Absolute pitch is the ability to recognize pitches the way you or I recognize colors. Practice and some vestigial brain function together seem to make the difference. This might be the “hardest ear training test” for you or me, but for the boy in the video, it’s no different than asking him what colors are in a Rothko painting.
If you have absolute pitch, it can certainly be a tool should you pursue music. But there are a number of reasons why it might be as much a hindrance as a help.
- Early success and praise can often make people afraid of the practice skills they need to get better.
- Dogmatic insistence on pitch can get in the way of collaboration with other musicians.
- Prioritizing the mathematically precise over the musically fluid is not a recipe for making a great musician.

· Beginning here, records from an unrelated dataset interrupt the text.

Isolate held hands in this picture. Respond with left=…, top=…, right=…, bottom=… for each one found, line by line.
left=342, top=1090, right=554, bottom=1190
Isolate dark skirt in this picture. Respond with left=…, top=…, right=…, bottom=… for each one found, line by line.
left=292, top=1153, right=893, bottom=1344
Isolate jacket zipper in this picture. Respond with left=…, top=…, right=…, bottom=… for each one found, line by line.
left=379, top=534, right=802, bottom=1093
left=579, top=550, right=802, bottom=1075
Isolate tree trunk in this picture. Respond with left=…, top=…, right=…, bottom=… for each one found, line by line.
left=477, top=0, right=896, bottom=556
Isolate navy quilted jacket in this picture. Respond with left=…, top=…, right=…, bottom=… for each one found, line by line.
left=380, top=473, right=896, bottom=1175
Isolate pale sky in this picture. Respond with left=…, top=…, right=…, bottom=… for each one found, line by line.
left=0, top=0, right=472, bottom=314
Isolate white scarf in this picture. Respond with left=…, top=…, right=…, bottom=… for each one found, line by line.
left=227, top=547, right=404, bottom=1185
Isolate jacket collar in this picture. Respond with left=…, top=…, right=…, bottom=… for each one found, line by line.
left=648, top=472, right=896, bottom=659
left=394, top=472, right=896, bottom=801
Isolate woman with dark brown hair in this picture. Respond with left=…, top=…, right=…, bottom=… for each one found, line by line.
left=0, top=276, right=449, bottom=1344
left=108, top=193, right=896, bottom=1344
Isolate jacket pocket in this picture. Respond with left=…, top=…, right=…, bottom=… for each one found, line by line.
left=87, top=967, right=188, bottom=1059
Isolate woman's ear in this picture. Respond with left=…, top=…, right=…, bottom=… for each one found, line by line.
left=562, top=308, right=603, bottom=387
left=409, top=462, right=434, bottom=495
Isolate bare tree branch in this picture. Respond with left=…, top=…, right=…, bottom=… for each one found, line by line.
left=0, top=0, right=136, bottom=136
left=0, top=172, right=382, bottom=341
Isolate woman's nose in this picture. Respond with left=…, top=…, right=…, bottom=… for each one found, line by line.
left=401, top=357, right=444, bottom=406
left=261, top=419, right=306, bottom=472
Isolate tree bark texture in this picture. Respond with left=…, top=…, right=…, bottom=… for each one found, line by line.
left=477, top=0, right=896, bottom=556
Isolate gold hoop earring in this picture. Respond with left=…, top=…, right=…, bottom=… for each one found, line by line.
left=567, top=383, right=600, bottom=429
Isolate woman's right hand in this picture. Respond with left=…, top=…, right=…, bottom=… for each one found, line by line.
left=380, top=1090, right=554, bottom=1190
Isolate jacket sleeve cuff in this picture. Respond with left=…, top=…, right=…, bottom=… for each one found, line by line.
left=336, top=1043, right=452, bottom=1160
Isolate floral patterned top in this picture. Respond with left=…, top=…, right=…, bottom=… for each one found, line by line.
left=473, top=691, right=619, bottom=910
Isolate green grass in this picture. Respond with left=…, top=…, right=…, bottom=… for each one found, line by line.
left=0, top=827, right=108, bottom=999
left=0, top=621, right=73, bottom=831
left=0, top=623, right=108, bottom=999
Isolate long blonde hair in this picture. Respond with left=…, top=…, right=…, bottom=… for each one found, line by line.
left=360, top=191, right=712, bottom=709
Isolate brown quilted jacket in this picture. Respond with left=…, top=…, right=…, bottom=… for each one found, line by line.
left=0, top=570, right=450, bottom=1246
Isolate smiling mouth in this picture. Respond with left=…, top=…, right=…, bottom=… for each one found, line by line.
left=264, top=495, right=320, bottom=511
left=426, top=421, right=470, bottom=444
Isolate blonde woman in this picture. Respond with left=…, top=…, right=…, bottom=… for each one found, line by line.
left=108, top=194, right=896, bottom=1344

I want to be clear: this is a fun video of a remarkable boy with a rare and special talent. I am writing this because I have a lot of students who would watch it and lose heart: “Why bother, when an eight-year-old can already do this?”

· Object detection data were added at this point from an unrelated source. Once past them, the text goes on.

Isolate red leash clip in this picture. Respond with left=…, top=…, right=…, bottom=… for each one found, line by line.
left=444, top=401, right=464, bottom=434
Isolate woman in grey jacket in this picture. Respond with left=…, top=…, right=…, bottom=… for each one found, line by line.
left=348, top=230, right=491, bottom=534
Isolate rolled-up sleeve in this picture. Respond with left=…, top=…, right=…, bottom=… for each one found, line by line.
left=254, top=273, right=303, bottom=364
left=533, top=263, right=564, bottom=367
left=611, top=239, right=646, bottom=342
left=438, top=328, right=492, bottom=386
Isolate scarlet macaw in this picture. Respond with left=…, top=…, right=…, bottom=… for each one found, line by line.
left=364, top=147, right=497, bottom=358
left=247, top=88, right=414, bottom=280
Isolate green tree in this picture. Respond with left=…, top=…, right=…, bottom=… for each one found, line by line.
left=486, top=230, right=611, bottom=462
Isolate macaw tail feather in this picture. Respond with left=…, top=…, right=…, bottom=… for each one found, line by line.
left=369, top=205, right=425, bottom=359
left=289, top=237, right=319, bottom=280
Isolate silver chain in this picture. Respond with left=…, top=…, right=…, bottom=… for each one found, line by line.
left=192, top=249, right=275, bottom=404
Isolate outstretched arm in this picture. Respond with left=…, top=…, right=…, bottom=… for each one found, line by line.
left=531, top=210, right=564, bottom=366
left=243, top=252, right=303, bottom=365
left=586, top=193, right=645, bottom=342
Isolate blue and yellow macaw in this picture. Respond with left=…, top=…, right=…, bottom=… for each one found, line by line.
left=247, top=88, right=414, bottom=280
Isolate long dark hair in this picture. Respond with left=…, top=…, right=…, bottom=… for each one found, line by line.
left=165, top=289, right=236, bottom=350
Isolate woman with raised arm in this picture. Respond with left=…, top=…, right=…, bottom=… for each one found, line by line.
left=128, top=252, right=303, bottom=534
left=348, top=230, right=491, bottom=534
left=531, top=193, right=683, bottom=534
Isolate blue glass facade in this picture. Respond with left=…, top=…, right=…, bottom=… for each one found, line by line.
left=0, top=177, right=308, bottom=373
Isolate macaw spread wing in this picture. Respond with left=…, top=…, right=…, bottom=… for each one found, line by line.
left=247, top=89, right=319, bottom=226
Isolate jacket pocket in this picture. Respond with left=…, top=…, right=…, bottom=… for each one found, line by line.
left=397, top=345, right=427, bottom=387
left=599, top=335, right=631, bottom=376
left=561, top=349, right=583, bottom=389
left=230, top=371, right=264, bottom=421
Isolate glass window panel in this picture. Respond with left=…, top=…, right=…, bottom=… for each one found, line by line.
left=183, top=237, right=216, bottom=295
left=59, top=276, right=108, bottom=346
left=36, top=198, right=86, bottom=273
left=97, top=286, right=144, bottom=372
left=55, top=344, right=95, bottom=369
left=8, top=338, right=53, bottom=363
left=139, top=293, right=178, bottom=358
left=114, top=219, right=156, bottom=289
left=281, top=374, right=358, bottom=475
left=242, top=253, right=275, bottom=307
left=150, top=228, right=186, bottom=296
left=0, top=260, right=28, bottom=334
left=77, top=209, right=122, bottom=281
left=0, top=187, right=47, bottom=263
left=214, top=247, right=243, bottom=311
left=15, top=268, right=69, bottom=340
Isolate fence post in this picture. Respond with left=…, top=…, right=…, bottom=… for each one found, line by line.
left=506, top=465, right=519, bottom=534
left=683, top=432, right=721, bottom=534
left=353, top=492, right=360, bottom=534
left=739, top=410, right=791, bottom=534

To which we must reply, “But you can do things that boy may never be able to do.”
In writing this post, I came across a Mental Floss article titled 10 People with Perfect Pitch. It’s telling how little-understood and too-venerated absolute pitch is that several of them are asserted to have it with no foundation. (They even put Bing Crosby on the list for a story from Hoagy Carmichael of Bing “snarling slightly in perfect pitch to the train whistle.” This is at odds with stories of Bing not knowing what key he sang White Christmas in!) The article ends, “Julie Andrews, long rumored to have perfect pitch, has denied it on a couple of occasions.”

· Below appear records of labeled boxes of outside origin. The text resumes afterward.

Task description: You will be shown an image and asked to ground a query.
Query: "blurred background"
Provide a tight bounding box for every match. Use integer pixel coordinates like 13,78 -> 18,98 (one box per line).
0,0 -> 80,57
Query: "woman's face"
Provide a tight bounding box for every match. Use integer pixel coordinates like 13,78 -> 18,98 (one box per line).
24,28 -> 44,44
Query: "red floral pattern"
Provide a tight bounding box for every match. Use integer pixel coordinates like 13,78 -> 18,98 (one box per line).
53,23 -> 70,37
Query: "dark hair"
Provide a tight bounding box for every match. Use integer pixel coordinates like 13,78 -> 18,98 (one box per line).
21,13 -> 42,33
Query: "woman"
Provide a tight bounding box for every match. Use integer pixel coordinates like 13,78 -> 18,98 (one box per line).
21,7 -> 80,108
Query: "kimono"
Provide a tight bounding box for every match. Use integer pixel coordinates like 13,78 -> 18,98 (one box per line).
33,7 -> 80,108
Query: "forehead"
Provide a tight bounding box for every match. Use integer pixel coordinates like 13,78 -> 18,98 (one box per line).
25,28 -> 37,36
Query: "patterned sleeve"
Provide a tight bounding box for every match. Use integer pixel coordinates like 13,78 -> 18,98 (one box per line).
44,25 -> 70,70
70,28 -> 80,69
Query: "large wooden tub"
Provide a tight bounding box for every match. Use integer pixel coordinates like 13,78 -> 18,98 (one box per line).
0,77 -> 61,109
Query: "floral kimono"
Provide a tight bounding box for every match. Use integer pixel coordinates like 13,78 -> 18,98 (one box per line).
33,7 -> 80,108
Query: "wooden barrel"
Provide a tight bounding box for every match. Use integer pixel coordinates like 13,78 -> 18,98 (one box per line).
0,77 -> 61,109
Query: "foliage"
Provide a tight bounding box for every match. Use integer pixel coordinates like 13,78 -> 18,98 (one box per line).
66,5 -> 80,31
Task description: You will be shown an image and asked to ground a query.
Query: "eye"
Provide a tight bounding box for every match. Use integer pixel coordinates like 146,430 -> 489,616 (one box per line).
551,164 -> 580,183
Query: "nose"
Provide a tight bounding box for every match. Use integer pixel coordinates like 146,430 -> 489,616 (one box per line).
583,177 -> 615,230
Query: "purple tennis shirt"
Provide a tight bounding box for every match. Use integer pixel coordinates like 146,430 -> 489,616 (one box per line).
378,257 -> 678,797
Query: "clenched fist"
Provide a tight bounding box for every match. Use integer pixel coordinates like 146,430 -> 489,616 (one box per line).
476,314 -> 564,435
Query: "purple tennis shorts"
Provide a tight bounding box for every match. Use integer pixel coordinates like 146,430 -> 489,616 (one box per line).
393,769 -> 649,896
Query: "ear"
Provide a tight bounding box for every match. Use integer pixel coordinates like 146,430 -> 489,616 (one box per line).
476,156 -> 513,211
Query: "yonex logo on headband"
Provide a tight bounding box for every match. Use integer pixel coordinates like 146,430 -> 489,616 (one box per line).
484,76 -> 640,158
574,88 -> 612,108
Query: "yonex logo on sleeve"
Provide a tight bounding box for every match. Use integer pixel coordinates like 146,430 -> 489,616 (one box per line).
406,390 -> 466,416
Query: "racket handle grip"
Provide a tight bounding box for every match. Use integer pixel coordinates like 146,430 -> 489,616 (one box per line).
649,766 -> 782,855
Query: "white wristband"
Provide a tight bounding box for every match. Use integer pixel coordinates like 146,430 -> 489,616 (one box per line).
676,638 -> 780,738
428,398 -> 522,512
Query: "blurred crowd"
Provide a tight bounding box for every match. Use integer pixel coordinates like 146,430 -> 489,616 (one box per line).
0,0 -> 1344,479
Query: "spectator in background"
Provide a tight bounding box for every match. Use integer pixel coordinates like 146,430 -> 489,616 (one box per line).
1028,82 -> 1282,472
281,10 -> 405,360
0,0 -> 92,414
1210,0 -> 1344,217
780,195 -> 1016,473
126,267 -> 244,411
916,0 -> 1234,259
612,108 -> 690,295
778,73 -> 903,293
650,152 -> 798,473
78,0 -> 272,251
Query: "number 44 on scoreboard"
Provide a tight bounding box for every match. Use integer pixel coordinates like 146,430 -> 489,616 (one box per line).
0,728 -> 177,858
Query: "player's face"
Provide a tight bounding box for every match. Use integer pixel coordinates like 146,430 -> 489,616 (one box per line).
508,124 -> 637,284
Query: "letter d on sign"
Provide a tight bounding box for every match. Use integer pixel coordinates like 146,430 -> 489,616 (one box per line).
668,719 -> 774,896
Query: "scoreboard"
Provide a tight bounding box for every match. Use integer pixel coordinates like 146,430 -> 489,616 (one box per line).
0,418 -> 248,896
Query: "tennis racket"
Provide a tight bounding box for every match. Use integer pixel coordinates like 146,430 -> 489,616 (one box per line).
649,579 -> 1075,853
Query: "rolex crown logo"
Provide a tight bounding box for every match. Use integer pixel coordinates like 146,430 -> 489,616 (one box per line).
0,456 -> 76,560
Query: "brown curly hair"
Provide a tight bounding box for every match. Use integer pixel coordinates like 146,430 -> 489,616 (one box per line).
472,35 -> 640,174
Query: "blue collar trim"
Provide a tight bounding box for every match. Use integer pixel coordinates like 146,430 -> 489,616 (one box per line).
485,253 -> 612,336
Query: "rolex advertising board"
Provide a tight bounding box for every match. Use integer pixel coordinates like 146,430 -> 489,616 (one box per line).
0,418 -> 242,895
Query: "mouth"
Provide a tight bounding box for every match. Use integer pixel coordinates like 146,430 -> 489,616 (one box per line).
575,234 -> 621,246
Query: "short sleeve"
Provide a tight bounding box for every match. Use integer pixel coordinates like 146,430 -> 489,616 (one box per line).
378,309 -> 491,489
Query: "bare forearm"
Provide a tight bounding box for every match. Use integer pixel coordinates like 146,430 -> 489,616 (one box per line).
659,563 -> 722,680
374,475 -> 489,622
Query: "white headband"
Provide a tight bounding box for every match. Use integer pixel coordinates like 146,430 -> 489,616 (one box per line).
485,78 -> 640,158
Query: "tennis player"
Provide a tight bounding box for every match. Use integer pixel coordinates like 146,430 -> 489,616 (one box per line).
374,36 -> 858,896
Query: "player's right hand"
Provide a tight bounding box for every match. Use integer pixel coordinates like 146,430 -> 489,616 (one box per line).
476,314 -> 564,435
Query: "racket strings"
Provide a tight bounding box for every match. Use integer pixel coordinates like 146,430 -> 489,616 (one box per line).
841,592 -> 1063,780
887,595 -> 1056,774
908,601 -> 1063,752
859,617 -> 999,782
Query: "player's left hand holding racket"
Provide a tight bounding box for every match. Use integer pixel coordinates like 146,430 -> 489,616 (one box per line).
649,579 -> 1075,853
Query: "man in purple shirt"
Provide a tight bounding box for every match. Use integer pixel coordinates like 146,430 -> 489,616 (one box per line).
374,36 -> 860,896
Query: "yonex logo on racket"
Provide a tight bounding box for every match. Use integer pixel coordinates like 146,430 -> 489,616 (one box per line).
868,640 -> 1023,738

The author finds it hard to believe that a great singer is telling the truth that she doesn’t have absolute pitch. But I don’t doubt her.
What Andrews had was early and intense voice training, plus lots of hard work. Not mystical or glamorous, but something every one of us can do. (Her recent autobiography discusses her early professional life in detail. Listen to her Terry Gross interview here.)
Don’t use absolute pitch as an excuse not to pursue music: it’s not “perfect”, and it’s not an predictor of success.